By Thomas Sellers Jr.
Back on Jan. 2, the country was swarmed by dozens and dozens of girls with the trademark green vest using their customer service skills to entice us into buying those cookies.
With about 12 options, most U.S. Americans have a favorite Girl Scouts cookie. Don’t worry — my top choice from the pack will be featured in this week’s Best Sellers’ List.
The time has finally come for me to break down the most delicious cookies I have encountered in my 37 years of life. The history of the cookie goes back centuries.
The name cookie derives from the Dutch word koekje, meaning small or little cake. Cookies have matured into a guilty pleasure we run to for a quick, sugary treat.
While it does take longer to bake cakes, cookies have earned their spot as a piece of Americana. Instead of indulging in a full piece of cake, grab a couple of cookies to satisfy your sweet tooth.
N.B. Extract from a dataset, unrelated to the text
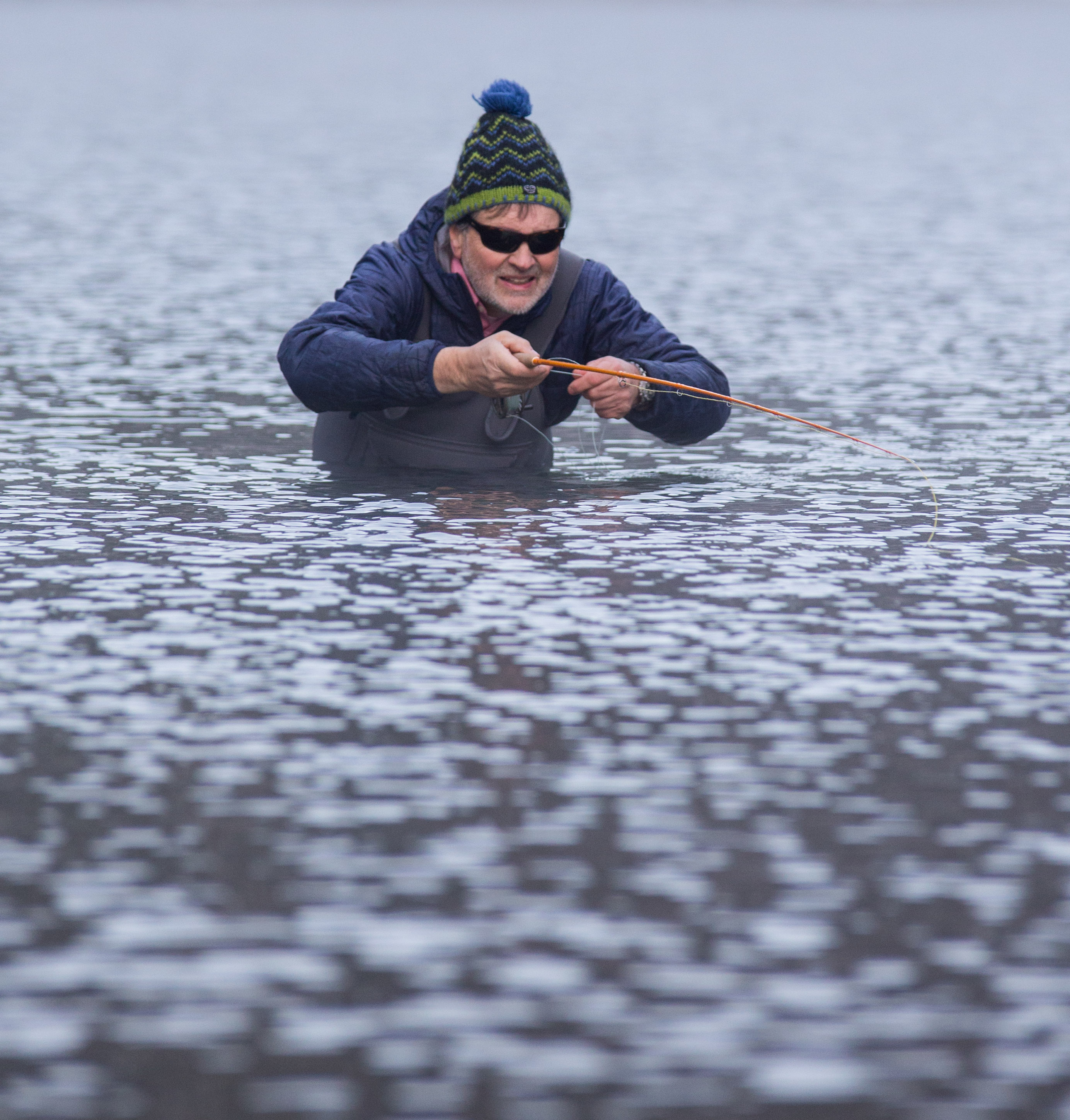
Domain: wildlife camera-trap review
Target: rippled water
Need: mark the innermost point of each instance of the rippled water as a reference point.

Cookies come in many different forms, flavors and interpretations of well-known classics. While the chocolate chip cookie can have an entire top 10 to itself, I’m going to spread the wealth and love for my favorite cookies.
10. Peanut butter
I’m not a fan of peanut butter. But I understand its power of protein. It is a substance for me to reload after a workout.
While I use peanut butter as a resource instead of a treat, I grew a soft spot in my heart for my mom Alma’s peanut butter cookie. She uses either Jif or Peter Pan to make the creamiest peanut butter cookies. A peanut butter cookie generally originated in the United States back to the 1910s.
Whether crunchy or smooth, the peanut butter must be fresh in order to make topnotch cookies.
The best cookie the Girl Scouts offer each year, Samoas are hard to resist. I must confess, I can eat a whole sleeve of Samoas in about 5 minutes.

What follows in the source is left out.